Experts say it's important for people who lose their sense of smell or taste after COVID-19 to seek treatment as soon as possible.
- A new study estimates that as many as 1.6 million people in the United States have experienced a loss of taste or smell after developing COVID-19.
- Although the vast majority of people who develop this ailment recover, about a third of people with anosmia will experience lingering effects.
- Experts on smelling loss say that early treatment is key.
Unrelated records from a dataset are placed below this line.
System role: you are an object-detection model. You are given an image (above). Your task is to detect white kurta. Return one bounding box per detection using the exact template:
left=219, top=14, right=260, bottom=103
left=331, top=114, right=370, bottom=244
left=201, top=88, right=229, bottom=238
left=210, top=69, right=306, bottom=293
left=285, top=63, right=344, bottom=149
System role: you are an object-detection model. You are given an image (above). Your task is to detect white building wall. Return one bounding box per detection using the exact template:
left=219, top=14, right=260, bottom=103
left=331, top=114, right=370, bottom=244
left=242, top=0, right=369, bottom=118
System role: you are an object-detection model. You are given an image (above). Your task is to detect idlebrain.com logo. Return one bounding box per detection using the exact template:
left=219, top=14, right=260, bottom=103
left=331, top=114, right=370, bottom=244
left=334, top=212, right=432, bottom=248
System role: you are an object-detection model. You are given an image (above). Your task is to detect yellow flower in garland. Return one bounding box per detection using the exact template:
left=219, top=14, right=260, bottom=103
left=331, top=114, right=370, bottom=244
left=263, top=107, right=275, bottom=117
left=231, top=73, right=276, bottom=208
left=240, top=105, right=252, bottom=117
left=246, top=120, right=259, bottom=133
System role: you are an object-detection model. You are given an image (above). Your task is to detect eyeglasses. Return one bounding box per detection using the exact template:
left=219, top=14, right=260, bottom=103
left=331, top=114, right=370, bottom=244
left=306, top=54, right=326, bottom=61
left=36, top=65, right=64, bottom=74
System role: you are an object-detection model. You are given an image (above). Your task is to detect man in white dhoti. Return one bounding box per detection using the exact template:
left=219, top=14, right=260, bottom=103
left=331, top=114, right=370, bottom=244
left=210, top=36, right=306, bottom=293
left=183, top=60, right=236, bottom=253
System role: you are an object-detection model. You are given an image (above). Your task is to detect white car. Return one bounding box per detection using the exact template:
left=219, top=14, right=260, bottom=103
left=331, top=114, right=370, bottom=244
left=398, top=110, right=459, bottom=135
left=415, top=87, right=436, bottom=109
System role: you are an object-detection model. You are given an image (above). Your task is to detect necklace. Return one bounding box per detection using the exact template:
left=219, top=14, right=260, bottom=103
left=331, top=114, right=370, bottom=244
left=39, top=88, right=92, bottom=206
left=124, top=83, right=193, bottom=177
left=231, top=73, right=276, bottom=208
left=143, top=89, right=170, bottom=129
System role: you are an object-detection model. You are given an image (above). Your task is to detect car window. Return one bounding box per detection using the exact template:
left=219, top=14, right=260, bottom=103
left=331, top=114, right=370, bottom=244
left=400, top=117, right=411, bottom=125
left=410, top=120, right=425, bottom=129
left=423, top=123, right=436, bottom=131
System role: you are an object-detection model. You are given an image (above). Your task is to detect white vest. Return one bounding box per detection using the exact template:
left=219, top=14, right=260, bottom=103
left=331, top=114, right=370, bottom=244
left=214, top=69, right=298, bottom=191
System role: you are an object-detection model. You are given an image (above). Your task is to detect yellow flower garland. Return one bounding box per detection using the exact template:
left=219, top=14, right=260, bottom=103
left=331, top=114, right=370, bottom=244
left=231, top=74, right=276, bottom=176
Doctors have effective treatment methods for anosmia, but the condition becomes more difficult to treat the longer treatment is delayed.
Since the start of the COVID-19 pandemic, an estimated 700,000 to 1.6 million people in the United States have lost their sense of taste or smell for at least 6 months after recovering from the disease, according to
People who’ve experienced long-term olfactory dysfunction from COVID-19 have reported that the symptoms diminish their quality of life as well as impair how they eat, socialize, and detect harmful chemicals and gases.
Underlying conditions, age, and how long people experienced the symptoms before seeking help from a specialist are thought to contribute to the prognosis of loss of taste or smell.
The vast majority of people who lose their sense of taste and smell recover, but about 30 percent experience lingering effects, researchers reported.
For these people, early treatment is key, as anosmia becomes harder to treat the longer you wait.
“I would love to see everyone a week after they’ve lost their smell and get them started on the things we know can help them, but unfortunately most of the time these patients are not referred to me until several months and even years later,” Dr. Zara Patel, a head and neck surgeon and smell-loss expert at Stanford Health Care in California, told Healthline.
“It is much harder to do anything to help them at that point.”
The researchers suspect that the number of people who’ve experienced loss of taste or smell after contracting SARS-CoV-2 may be much higher than their estimates.
And because the pandemic isn’t over, many more Americans will experience chronic olfactory dysfunction after developing COVID-19, they said.
Scientists are still uncovering why some people are more prone to losing their sense of taste or smell.
Patel said that it likely has to do with age along with underlying conditions — such as diabetes, hypertension, neurologic conditions, and autoimmune disorders — that impact the olfactory system’s ability to bounce back after the infection.
Approximately 70 percent of people who experience anosmia will recover, according to Patel, but 30 percent will not.
“In numbers, this is millions of people who will not be able to recover on their own,” Patel said.
According to Patel, the SARS-CoV-2 virus enters the body through the respiratory tract, starting with the nose.
Our olfactory nerves, which allow us to smell, are located at the top of our nasal cavity. The virus does not attack these nerves, but rather damages nearby cells, often causing an immediate loss of taste or smell.
“They are very superficial in the lining, as they need to pick up on odorants in the air, but that also allows them and their surrounding support cells to be very vulnerable to anything else we may breathe in — like a virus,” Patel explained.
It isn’t until a few months after recovering from the infection, when the regenerative process takes places, that olfactory dysfunction becomes more apparent, Patel added.
The damaged cells continue to impair the body’s ability to taste and smell normally.
Loss of taste or smell may seem innocuous, but the ailment can have a significant impact on daily functioning.
Patel said that smell is one of those senses many don’t fully appreciate until it’s gone. Other experts agree.
“We use our sense of smell to detect harmful odors such as spoiled or rotten food or a gas leak. It is also tied to our appetite and can impact our nutrition,” Dr. Mahdee Sobhanie, an infectious diseases physician at The Ohio State University Wexner Medical Center, told Healthline.
Scents can also trigger memories and boost our overall wellness, Sobhanie added.
Taste also has a big social component and comes into play when we eat and drink with other people.
When you take that into consideration, it’s understandable how anosmia can lead to social withdrawal and depression, said Patel.
“I could then go on for pages about how smell affects the way we interact as human beings — how we choose sexual partners, how we choose life partners, how parents and infants bond, how we make first impressions, etc.,” Patel said.
“Basically smell is integral to every part of being human, and it’s loss is profoundly felt by those who experience it.”
According to Patel, the most important thing is to seek treatment for anosmia as soon as possible.
It’s much easier to treat anosmia within a couple weeks after recovering from the infection. However, many people wait months, sometimes longer, to seek help and at that point the condition is more difficult to treat, said Patel.
Patel advises her patients experiencing anosmia to avoid online support groups and forums as they are littered with misinformation and harmful suggestions.
There are many natural remedies being recommended online — like putting zinc up one’s nose — that actually widen smell dysfunction.
“Follow the science, Try the things that have been proven via randomized controlled trials and stay away from the others,” Patel advised.